Unifi Install and New Disconnected Issue
We have found a new issue during the installation and upgrade at a facility in North America. We have experienced a new “disconnected” challenge. We will walk you through the findings and the fix that we applied, and hopefully, some of you will save some hours that we had lost.
A little about project scope
One of our clients requested an upgrade to their wireless network as well as troubleshooting some network switches. The previous Wifi system is TP-Link which had been doing a good job. The network switches in question are Netgear ProSAFE switches. A previous IT firm had recommended and provided these switches.
They hired us to solve through-put issues. The client has out-grown their WIFI Network, this increase in demand had been causing unneeded stress on their entire infrastructure. Additionally, they are experiencing trouble with three of their switches, which required a reboot to return to operation.
Installation
The Count
- 6 UAP PRO’s
- 3 UAW 24 Port PoE Switches
- New Fiber
- 300 Meters of New Shielded CAT7
Upstream Equipment
- VPN Router with Firewall
- L3 Switch for controlling multiple networks (PBX, MS Server, Linux DevOps Servers)
Notes on installation
- The controller is a Remote NS|FLDC Server
- Unifi Protect is in the Pipeline
Process
All in all, the installation had gone smoothly; multiple dropped-ceiling installation points for the majority of APs with additional coverage in a warehouse environment.
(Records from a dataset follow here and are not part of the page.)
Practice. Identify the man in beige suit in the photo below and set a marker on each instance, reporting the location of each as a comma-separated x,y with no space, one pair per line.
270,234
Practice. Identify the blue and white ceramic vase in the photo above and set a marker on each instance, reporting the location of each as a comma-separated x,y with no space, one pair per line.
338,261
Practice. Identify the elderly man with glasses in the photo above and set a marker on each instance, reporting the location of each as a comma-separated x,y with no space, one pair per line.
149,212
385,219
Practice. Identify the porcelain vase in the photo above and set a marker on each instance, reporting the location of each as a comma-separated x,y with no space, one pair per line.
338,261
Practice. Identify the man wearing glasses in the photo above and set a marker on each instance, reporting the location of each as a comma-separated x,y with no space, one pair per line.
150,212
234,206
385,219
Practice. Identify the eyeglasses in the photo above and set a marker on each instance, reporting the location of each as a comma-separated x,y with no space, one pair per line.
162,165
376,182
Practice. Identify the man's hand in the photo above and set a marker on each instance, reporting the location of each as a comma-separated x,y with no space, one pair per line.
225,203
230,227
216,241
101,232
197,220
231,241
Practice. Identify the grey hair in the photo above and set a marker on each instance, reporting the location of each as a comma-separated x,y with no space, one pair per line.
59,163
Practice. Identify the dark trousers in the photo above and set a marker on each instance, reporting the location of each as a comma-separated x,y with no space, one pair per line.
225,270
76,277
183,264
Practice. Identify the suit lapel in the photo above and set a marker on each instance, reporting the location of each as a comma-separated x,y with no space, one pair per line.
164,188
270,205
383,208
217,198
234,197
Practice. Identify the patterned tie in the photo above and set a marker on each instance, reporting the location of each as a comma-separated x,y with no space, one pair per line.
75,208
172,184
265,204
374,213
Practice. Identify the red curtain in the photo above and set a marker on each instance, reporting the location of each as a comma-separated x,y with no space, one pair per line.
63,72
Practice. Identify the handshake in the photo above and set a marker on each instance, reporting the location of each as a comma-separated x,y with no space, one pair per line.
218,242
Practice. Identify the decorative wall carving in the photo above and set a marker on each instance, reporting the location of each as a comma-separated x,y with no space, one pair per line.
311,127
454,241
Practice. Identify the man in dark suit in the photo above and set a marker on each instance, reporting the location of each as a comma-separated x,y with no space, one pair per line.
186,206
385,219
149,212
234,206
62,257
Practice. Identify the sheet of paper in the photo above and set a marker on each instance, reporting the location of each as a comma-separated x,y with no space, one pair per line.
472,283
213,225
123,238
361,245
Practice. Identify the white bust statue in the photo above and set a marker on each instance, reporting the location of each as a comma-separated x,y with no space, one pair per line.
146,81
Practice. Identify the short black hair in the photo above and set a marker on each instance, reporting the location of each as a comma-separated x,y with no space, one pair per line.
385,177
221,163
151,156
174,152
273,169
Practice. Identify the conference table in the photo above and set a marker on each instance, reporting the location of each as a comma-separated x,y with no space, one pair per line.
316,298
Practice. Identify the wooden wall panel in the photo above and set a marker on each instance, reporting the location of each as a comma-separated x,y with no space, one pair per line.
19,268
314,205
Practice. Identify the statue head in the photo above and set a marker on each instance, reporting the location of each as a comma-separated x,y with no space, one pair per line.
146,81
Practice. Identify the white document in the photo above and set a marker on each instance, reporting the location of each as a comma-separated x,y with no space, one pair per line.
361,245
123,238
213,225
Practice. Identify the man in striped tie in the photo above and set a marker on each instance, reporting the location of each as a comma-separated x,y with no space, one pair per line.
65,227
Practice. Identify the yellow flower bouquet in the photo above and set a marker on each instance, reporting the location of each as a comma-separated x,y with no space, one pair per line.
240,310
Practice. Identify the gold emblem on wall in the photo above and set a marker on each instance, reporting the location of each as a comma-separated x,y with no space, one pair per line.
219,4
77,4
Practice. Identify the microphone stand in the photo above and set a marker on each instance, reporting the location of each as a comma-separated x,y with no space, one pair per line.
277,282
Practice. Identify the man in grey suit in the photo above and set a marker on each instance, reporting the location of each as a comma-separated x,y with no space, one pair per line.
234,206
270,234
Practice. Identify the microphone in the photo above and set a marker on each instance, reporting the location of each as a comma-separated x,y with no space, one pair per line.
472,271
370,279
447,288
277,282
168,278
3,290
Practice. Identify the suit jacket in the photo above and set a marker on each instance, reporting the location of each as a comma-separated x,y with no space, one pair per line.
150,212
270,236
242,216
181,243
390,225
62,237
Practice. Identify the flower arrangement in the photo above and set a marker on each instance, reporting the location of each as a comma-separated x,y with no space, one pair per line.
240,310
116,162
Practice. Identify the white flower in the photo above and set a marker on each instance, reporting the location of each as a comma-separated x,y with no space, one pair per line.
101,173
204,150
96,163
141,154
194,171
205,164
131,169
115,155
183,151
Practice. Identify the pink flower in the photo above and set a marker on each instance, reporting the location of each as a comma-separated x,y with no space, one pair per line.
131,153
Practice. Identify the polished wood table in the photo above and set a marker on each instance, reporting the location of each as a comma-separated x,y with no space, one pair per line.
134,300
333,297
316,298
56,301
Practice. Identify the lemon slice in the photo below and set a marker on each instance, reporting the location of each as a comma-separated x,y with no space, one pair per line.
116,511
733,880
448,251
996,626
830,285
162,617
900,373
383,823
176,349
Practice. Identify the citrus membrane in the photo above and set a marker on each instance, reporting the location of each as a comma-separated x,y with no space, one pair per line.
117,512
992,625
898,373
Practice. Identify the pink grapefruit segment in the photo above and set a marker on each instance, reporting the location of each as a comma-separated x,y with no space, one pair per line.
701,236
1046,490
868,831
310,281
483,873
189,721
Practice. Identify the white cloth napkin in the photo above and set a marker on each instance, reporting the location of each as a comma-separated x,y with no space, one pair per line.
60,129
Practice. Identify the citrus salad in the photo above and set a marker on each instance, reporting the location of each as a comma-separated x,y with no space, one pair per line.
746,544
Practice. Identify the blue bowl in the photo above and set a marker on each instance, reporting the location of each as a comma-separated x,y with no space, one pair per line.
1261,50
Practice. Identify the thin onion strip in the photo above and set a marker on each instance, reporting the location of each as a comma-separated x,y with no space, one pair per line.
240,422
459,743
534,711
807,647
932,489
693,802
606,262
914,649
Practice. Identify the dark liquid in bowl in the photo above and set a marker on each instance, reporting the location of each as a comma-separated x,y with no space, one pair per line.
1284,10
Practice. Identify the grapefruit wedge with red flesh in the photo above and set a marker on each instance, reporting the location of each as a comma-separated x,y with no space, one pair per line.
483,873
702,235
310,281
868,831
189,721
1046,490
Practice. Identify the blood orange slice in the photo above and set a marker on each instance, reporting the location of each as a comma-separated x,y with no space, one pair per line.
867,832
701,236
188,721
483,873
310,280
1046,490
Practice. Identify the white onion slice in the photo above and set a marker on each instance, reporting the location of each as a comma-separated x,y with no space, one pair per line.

We used as much of the existing cabling as possible, and we installed only 300 meters of new cable. Also required, an IoT network and Guest Portal, which is pretty standard these days.
Device Information
Controller (Unifi) Version: 6.1.71
Access Point - UAP (UAP-AC-Pro) Firmware Version: 4.3.28.11361
Switch - USW (USW-Pro-24-PoE) Firmware Version: 5.43.35.12698
All was good; until it wasn’t
Once the equipment was installed, updated, provisioned, and programming, we started our testing. As with all of our projects, we stay on-site a minimum of 48 hours after installation and programming. This procedure gives us confirmation that all units are running smoothly with no issues.
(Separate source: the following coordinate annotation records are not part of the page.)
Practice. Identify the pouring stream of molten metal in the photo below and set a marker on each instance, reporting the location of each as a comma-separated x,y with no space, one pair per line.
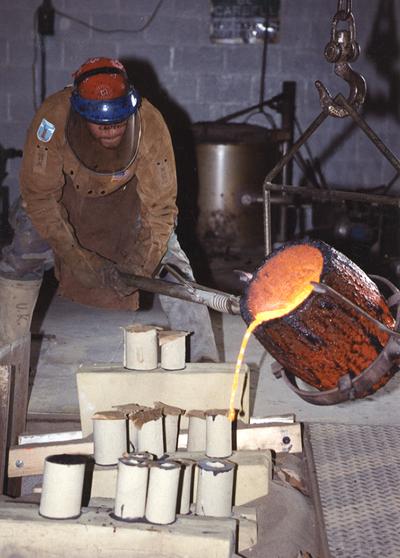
289,275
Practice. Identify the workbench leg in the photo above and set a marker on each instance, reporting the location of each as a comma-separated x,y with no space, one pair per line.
5,381
18,359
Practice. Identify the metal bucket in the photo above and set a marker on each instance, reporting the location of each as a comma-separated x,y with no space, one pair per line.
232,160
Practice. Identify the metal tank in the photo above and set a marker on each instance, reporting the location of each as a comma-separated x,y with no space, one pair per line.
232,160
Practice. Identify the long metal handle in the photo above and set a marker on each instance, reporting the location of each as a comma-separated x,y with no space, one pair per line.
216,300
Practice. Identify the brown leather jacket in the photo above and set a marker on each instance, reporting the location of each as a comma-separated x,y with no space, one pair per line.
92,219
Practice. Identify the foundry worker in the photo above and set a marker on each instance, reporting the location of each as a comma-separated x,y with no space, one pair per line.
98,187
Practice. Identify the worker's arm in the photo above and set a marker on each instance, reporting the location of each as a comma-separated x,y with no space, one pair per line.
156,189
42,182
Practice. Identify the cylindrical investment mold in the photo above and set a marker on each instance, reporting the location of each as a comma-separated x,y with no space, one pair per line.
139,456
162,492
109,437
185,486
171,427
140,347
173,349
130,497
215,487
196,431
62,488
151,437
218,434
133,433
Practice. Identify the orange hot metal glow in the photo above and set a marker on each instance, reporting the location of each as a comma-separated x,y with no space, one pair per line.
289,275
285,281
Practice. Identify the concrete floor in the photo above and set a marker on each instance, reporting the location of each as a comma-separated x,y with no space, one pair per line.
67,335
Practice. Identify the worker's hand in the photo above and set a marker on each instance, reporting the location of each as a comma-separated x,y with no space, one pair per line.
93,271
111,278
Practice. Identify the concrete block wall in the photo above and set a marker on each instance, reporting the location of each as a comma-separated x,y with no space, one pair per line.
174,63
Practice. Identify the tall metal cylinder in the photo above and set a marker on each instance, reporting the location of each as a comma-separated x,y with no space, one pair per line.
232,161
130,497
218,434
215,487
62,488
162,493
109,437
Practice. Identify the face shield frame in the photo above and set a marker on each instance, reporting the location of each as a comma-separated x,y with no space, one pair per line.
106,111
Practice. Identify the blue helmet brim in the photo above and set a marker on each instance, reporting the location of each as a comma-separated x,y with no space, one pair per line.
106,111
We started to experience disconnect issues the following morning. So as we apply a simple hard restart on the affected units. When the APs were installed and connected to the controller, they all needed updates. In our experience, a reset after adoption & update can work magic. It will typically clear up unusual behavior.
We proceeded with a physical reset and finished with additional programming without further issues. The following morning the majority of our APs had entered an error state of Disconnected. It was now clear; we must investigate.
Results of an SSH Login
It was time to go to the terminal. It was possible to ping all of the disconnected UAPs, so we continued to login in via SSH. Running info command returned below information:
BusyBox v1.25.1 () built-in shell (ash)
___ ___ .__________.__
| | |____ |__\_ ____/__|
| | / \| || __) | | (c) 2010-2020
| | | | \ || \ | | Ubiquiti Networks, Inc.
|______|___| /__||__/ |__|
|_/ https://www.ui.com/
Welcome to UniFi UAP-AC-Pro-Gen2!
WestOffice-W02-BZ.v4.3.28# info
WestOffice-W02-BZ.v4.3.28#
A blank return! It took a few seconds to receive, but sure enough, every AP did the same thing. We started to review var/messages
and found some strange messages in the log.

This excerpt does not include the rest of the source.